Fibrinogen plays a key role in various processes, such as haemostasis, thrombosis, platelet adhesion and aggregation and serves as temporary matrix for cell in growth and proliferation during wound healing . Separation and enrichment of fibrinogen is required to obtain a fibrin matrix suitable for seeding procedures. A variety of methods have been described for the separation of clottable protein/ fibrinogen from plasma [7-14].
The objective of this study was to compare three different methods for the separation of a fibrinogen preparation from peripheral blood with regard to the quantity of the separated fibrinogen/ protein precipitation and their ability for the seeding with vascular cells isolated from peripheral blood, and their mechanical properties.
100 ml blood (n=10) were drawn under sterile conditions from pig`s (female, Deutsche Landrasse) internal jugular vein and collected in heparinised syringes (100 units heparin per ml, Braun, Germany). The plasma and the monocyte fraction were separated by centrifugation at 900 g and 20°C for 12 min. For isolation of late outgrowth smooth muscle cells (LOSMC) the monocyte fraction was aspirated and resuspended in phosphate buffered solution (PBS, Lonza, Switzerland). The monocyte fraction was washed twice in PBS and resuspended in Smooth muscle basal medium + supplements (SGM, Lonza). Each suspension was given into gelatine-precoated (1% bovine gelatine; Sigma-Aldrich, Germany) culture flasks (Nunc Nalgene, Denmark). Medium was changed every third day. After grown to confluence cells were detached with trypsin (Lonza) and expanded 1:3.

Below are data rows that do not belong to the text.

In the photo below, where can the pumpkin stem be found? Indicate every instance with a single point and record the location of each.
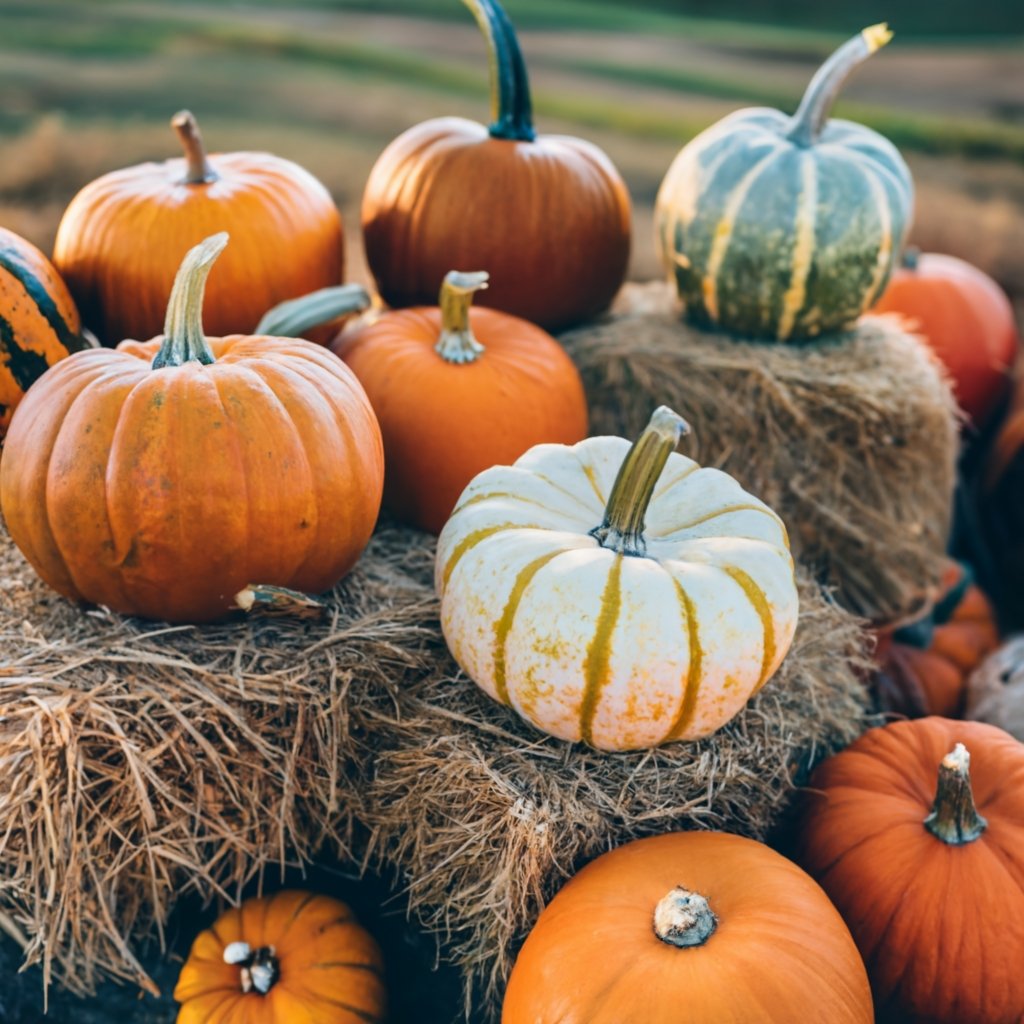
(457, 343)
(634, 486)
(954, 818)
(183, 338)
(683, 919)
(809, 121)
(294, 316)
(260, 968)
(198, 169)
(511, 109)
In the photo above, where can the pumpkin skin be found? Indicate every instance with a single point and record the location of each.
(597, 628)
(548, 216)
(39, 325)
(121, 239)
(967, 321)
(445, 418)
(924, 667)
(779, 952)
(940, 924)
(330, 969)
(163, 493)
(782, 227)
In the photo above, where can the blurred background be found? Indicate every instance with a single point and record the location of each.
(88, 86)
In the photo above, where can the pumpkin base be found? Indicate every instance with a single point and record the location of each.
(851, 438)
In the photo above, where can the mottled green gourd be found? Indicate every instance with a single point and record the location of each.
(786, 227)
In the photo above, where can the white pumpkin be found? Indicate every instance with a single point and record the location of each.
(623, 597)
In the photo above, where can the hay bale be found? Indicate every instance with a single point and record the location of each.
(852, 441)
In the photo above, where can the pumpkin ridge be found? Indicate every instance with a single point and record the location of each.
(504, 625)
(596, 665)
(693, 669)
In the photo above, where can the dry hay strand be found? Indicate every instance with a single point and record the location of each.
(139, 762)
(484, 818)
(852, 440)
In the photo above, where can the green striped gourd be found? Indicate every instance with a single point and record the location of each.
(39, 324)
(786, 227)
(620, 596)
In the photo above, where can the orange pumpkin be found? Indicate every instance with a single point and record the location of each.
(966, 318)
(120, 240)
(39, 324)
(697, 927)
(290, 958)
(458, 390)
(925, 860)
(163, 477)
(547, 215)
(924, 666)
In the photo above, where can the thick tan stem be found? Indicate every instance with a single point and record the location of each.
(623, 527)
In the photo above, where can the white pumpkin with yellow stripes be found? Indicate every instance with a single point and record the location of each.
(615, 595)
(786, 227)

For separation of fibrinogen the plasma was declined and separated into three equal parts for the precipitation of the fibrinogen by three different methods:
- ammonium sulphate (AS) -precipitation.
The plasma was stored at -20°C for 24 hours, thawed at room temperature and centrifuged at 600 g for 3 min. The supernatant was decanted and the remaining hydrous pellet containing fibrinogen and other plasma proteins dissolved completely at 37°C. A protein-gel was obtained.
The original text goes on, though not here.